# 107 – LITTÉRATURE
par Jean Dubroca
– « C’est ainsi que je me souviens », par Elisabeth Sentuc. (*)
– Voilà un ouvrage que l’on espérait depuis longtemps. Élisabeth Sentuc, née en 1923, y raconte le terrible passage de sa vie durant lequel elle fut déportée par les nazis dans le camp d’extermination d’Auschwitz, de juin à octobre 1944. Après sa libération, elle est restée pendant cinquante ans complètement muette sur ce que furent les mois d’enfer qu’elle vécut là-bas. Et puis, en 1995, elle se décida à parler de ce « qui était resté en moi », dit-elle, quand une de ses trois filles, Myriam, lui posa des questions plus précises sur les chiffres tatoués que sa mère portait sur l’avant-bras droit. Un autre événement la poussa à témoigner : c’est au cours d’une réunion d’anciens déportés qui se tenait à Arcachon que ses amis lui conseillèrent de ne plus se taire. À partir de cet instant, elle commença à se rendre dans les lycées et les collèges de la région pour dire à des élèves, le plus souvent douloureusement bouleversés, ce que fut la Déportation. De 2005 à 2009, elle a aussi, quatre fois, accompagné des jeunes en Pologne, à l’emplacement des camps de la mort, au cours de voyages organisés par le gouvernement israélien.

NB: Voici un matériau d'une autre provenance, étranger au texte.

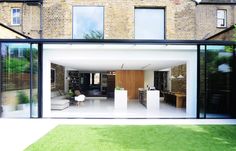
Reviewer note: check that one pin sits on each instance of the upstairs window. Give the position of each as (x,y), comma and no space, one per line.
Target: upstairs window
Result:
(88,22)
(221,18)
(15,16)
(149,23)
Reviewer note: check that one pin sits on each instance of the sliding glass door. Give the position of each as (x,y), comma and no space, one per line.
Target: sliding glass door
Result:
(216,81)
(19,80)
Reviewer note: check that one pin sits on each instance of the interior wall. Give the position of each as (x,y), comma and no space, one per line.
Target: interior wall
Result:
(130,80)
(66,53)
(148,78)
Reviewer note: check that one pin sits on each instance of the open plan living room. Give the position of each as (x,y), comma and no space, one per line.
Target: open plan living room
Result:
(78,93)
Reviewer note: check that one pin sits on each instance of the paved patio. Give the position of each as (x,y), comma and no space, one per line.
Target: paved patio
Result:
(17,134)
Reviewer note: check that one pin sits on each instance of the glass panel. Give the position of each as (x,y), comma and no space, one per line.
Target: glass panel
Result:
(220,14)
(219,61)
(149,24)
(15,80)
(88,22)
(34,80)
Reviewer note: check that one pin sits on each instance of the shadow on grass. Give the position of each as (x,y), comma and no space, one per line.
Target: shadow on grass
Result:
(138,138)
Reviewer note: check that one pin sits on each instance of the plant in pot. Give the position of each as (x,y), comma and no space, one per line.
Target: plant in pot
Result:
(23,100)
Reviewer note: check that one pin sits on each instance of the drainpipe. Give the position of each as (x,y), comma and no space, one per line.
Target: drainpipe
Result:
(41,20)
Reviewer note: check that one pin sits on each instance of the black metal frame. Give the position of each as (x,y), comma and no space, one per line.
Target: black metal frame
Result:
(40,79)
(120,41)
(1,109)
(226,19)
(234,80)
(31,80)
(40,43)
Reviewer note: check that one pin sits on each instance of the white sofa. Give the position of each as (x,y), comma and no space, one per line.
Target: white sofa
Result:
(59,101)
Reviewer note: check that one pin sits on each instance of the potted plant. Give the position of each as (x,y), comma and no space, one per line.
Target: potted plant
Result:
(23,100)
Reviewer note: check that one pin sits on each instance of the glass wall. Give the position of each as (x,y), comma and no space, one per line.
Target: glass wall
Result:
(19,89)
(216,81)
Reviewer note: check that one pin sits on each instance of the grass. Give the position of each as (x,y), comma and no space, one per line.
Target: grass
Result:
(138,138)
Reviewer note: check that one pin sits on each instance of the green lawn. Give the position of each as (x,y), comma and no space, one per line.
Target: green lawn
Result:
(138,138)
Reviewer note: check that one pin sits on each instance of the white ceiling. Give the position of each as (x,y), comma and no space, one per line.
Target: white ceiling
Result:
(104,65)
(110,57)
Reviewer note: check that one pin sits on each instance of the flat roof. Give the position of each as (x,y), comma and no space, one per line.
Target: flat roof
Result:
(119,41)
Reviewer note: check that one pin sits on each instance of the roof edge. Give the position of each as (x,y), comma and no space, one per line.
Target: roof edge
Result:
(223,31)
(13,30)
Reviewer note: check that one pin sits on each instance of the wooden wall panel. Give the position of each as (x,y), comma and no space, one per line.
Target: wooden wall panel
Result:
(131,80)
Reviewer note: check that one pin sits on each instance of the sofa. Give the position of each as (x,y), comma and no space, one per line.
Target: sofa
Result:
(59,101)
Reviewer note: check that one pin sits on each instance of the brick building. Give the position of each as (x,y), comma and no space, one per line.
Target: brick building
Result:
(183,19)
(154,55)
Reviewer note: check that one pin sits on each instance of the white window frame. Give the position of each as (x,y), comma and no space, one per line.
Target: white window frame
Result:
(218,18)
(15,16)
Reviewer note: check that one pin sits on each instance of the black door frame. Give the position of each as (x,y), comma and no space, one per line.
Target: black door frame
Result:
(40,43)
(1,108)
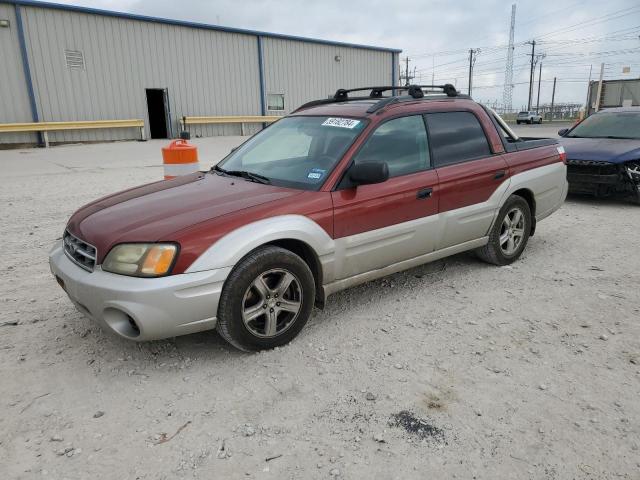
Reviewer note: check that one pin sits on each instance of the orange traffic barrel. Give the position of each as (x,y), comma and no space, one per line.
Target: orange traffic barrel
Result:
(179,158)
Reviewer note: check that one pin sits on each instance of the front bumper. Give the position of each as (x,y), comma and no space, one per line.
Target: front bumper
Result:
(142,308)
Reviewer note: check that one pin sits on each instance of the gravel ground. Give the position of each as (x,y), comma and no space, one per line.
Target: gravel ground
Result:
(455,369)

Mais, sur l’insistance de Myriam, elle accepta que son récit fût écrit. Sa fille raconte :
« – J’ai retranscrit sur mon ordinateur ce que maman disait. Et au fur et à mesure que je tapais chaque lettre, chaque mot, ce que je découvrais me devenait de plus en plus insupportable. Ce fut un choc terrible et je pleurais devant mon écran. J’étais effondrée. ».
Élisabeth Sentuc est née dans une famille juive de Transylvanie qui comptait ses parents et leurs cinq enfants, ils furent tous arrêtés et déportés. Le livre raconte alors chaque instant de ce qui ne paraissait pas imaginable. Le récit commence par l’évocation de la vie de la modeste famille de l’auteure dans une petite ville de province au nord de la Roumanie, dans une région annexée par la Hongrie en 1940 et où les Juifs commencèrent alors à être maltraités. Mais le pire survint à partir du 19 mars 1944 avec l’occupation du pays par les Allemands. En moins de deux mois, près de 440 000 Juifs furent déportés par 147 convois vers les camps de la mort.
Un extrait du livre montre bien que c’est alors l’enfer qui s’ouvre pour eux, avec la « sélection » des déportés, à leur descente des wagons à bestiaux, en pleine nuit, sur la rampe donnant accès au camp. « Nous y sommes arrivés devant un SS, ma mère, mes sœurs et moi. Ma mère fut dirigée à gauche. Quand je suis arrivée devant le soldat, il me dit : ‘’ c’est ton enfant ? ’’. Je lui ai répondu : ‘’ Non, c’est ma sœur.’’ Alors il a défait ma main qui tenait celle de la petite Éva, il l’a poussée vers ma mère et il m’a obligé à aller vers la droite. J’étais hébétée. Je n’ai pas protesté. J’ai suivi du regard ma mère qui a tendu le bras dans ma direction, d’un geste qui voulait dire ‘’je ne veux pas te quitter’’ mais elle a été poussée par les kapos. Moi aussi, il fallait que j’avance. Je n’ai pas vu mon père ni mes frères et je me suis retrouvée dans l’obscurité. Mais pas une seconde, à ce moment-là, je n’ai pensé que je ne retrouverais pas ma famille ».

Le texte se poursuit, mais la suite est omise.